Récit des FAC | Les deux uniformes d’une infirmière militaire

Vidéo / Le 16 octobre 2020

Transcription

Je suis la capitaine Rebecca Parent au Centre des services de santé d'Ottawa. J'ai étudié en soins infirmiers au Cégep Garneau, à Québec, pour travailler au civil jusqu'en 2008. C'est seulement par la suite que j'ai décidé de joindre les Forces armées canadiennes en tant qu'infirmière militaire. Et, depuis 2019, je suis affectée au Centre des services de santé d'Ottawa.

Premièrement, la première chose qu'on a faite, c'est d'ouvrir une clinique dans un autre site, avec nos ressources médicales qu'on avait, nous, ici. Donc, on a une clinique qui a été ouverte à NDMC. Une clinique COVID qui est là vraiment juste pour les gens se présentant avec des symptômes, qui ont besoin d'être soit traités ou d'être testés.

On a mis sur pied cette clinique-là en dedans de quelques jours. J'ai été moi-même déployée en charge de la clinique là-bas pendant environ un mois jusqu'à tant que je parte pour Op LASER à Montréal. J'ai été déployée dans les CHSLD ce printemps, puis j'ai vu des blindés aider à prendre soin de gens. En trois jours de formation, ils l'ont fait très bien. Moi, c'est un milieu que je connaissais, mais quand même, de se réadapter à tout ça, ce qui est pas nécessairement facile, mais je pense qu'on réussit pas mal bien.

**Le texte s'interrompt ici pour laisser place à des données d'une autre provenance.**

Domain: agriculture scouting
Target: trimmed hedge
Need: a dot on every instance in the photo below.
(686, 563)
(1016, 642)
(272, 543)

En ayant été déployée sur Op LASER à Montréal, oui, j'ai été mise dans des endroits à risques comme militaire, mais il ne faut pas oublier les civils qui travaillent jour et nuit dans ces milieux-là, qui étaient là avant nous, qui sont encore là après qu'on soit repartis. Mais ça fait quand même partie, je pense, du métier de la santé. Ce n'est pas juste des blessures physiques, mais c'est prendre soin des gens qui ont des maladies qui pourraient être contagieuses, qui pourraient avoir un impact sur notre santé. Je pense que ça fait vraiment partie de ce pour quoi on signe quand on décide de faire ce métier-là.

En portant l'uniforme, bien, c'est encore un double rôle, si je peux dire, une double responsabilité. Une chose qui me marque encore, c'est comment ma vie a évolué depuis que je suis dans les Forces. Mes connaissances cliniques se sont beaucoup améliorées. J'ai grandi au niveau de ma carrière, au niveau personnel aussi. Le fait d'avoir été mutée d’endroits partout dans le pays aussi. Je connais bien mon pays, je pense, maintenant, je peux le dire. Puis, ça m'a fait grandir comme personne, puis c'est important qu'on le mentionne.